Les points à retenir avant de choisir sa crédence
- La crédence protège la paroi entre le plan de travail et les meubles hauts.
- Le fond de hotte est la zone la plus exposée à la chaleur et aux projections.
- La hauteur la plus courante se situe autour de 50 à 60 cm, mais elle dépend de l’équipement.
- Le carrelage reste l’option la plus accessible, tandis que le verre, l’inox et le quartz montent vite en budget.
- La facilité de nettoyage compte autant que l’esthétique, surtout dans une cuisine utilisée tous les jours.
À quoi sert vraiment une crédence de cuisine
Je la considère comme une surface de protection, pas comme un simple habillage. Sans elle, les projections d’eau, de graisse et de sauce finissent sur le mur, les joints ou la peinture, avec à la clé des traces, des odeurs tenaces et parfois des reprises de finition inutiles.

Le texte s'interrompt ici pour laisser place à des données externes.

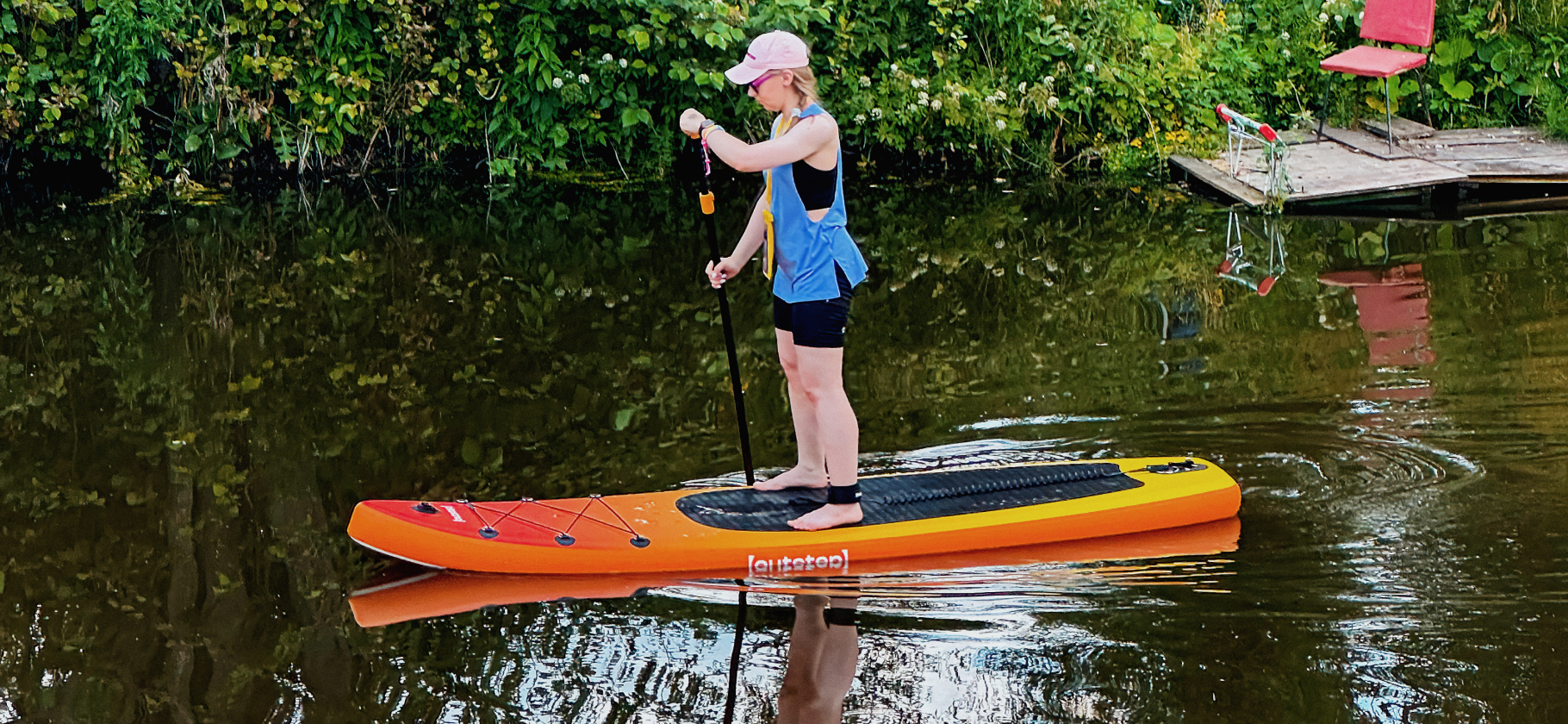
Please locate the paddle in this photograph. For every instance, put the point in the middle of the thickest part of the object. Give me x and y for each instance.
(706, 198)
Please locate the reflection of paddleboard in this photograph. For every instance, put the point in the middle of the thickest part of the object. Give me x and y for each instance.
(444, 593)
(740, 532)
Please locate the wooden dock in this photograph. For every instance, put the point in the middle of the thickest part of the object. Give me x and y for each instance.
(1438, 172)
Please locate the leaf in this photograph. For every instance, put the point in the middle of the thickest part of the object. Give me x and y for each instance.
(1457, 90)
(1453, 51)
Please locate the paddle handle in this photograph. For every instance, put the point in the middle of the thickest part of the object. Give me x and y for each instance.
(706, 198)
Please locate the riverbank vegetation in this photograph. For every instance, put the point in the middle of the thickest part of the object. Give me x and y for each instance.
(215, 91)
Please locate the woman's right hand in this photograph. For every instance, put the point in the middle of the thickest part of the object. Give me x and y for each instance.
(722, 272)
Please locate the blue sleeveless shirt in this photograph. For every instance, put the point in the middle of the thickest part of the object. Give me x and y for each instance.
(808, 250)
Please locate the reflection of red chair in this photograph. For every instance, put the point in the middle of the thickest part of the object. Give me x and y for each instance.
(1407, 22)
(1391, 308)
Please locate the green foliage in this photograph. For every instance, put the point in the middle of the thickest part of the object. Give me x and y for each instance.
(200, 88)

La crédence couvre en général la bande de mur située entre le plan de travail et les meubles hauts. Quand elle se concentre derrière la plaque de cuisson, on parle souvent de fond de hotte : c’est la zone la plus exposée aux éclaboussures et à la chaleur, donc celle où le choix du matériau devient le plus stratégique. On emploie aussi le mot dosseret pour désigner cette protection murale.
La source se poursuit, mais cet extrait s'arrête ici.